Между культом Διόνυσος и соборностью
В своей предыдущей статье я коснулся вопроса интерпретации концепта Gesamtkunstwerk в среде русских символистов А. Белого, Вяч. Иванова, о. П. Флоренского и др. Эта небольшая публикация призвана дополнить и пролить свет на данный вопрос, а также отдать должное русскому композитору А.Н. Скрябину развившему понятие Gesamtkunstwerk в «Всеискусство».

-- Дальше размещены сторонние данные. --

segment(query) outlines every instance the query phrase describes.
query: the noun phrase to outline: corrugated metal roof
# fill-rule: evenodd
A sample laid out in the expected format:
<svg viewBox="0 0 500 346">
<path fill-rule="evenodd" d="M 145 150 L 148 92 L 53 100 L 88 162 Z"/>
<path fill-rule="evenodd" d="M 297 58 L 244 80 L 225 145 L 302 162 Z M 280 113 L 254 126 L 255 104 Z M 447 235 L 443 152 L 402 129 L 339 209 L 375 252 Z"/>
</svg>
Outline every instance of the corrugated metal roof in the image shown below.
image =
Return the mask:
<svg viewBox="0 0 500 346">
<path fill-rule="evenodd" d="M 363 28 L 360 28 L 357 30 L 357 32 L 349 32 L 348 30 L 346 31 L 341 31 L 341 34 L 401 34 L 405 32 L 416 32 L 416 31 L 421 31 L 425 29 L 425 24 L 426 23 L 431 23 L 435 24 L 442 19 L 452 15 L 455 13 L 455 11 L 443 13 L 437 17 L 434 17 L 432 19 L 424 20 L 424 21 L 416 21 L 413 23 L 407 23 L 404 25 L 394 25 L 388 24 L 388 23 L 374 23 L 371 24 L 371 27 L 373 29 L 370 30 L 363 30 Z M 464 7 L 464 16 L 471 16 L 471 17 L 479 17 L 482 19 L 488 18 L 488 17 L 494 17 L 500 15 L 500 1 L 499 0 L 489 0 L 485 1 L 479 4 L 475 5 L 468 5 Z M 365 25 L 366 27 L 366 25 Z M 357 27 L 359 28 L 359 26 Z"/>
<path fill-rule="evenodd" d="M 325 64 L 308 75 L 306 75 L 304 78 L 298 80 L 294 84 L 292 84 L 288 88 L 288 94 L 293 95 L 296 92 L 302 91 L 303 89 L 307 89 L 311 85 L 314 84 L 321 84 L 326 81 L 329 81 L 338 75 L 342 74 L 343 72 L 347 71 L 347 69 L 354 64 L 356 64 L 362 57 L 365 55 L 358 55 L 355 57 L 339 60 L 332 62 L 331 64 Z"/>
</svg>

Для деятелей русского символизма образ Диониса и «дионисийское начало» стали тождественны реальной возможности справиться с трагическим разрывом между личностью и Вселенной, выйти за границы определений «субъективного» и «индивидуального». Собственно, в этом ключе поэт Вячеслав Иванов и его круг понимали смысл соборности. В программных трудах Вяч. Иванова, завоевавших в начале XX века немалую популярность — "О веселом ремесле и умном веселии" (чей заголовок — намек на "Die frohliche Wissenschaft" Ф.Ницше), «Предчувствия и предвестия» и «Две стихии в современном символизме», — поэт является в ипостаси пророка, возвещающего откровения, мифотворца, а миф объявляется главной целью символизма:
«В круге искусства символического, символ естественно раскрывается как потенция и зародыш мифа. Органический ход развития превращает символизм в мифотворчество» . Творец для Иванова — индивидуальная личность, должная вырасти «сверх-индивидуалиста». Мифология, созданная этим «сверх-индивидуалистом», прекращает быть чисто субъективной и индивидуальной, занимая общечеловеческое место «вселенской правды». «Дионис варварского возрождения вернул нам — миф. […] Искусство идет навстречу народной душе. Из символа рождается миф. Символ — древнее достояние народа. Старый миф естественно оказывается родичем нового мифа» . Провозглашая «религиозный синкретизм», Вяч. Иванов представлял дионисово действо как религиозный и психологический феномен вне зависимости от вероисповедания и желал к заключения мира между Дионисом с Христом, ницшеанского индивидуализма с соборностью христианства, интерпретируемой по Владимиру Соловьеву, веря в огромную «стихийно-творческую силу народной души», которая сумеет открыться в грядущей эпохе, рождающей миф заново. Во многом развивая мысли высоко уважаемого им Рихарда Вагнера, Иванов объявил (поднимаемый на щит многими его современниками) фантастический идеал соединения художника и народа:
«Страна покроется орхестрами и фимелами, где будет плясать хоровод, где в действе трагедии или комедии, народного дифирамба или народной мистерии воскреснет истинное мифотворчество (ибо истинное мифотворчество — соборно), где самая свобода найдет очаги своего безусловного самоутверждения (ибо хоры будут подлинным выражением и голосом народной воли). Тогда художник окажется впервые только художником, ремесленником веселого ремесла, — исполнителем творческих заказов общины, -рукою и устами создающей свою красоту толпы, вещим медиумом народа-художника» .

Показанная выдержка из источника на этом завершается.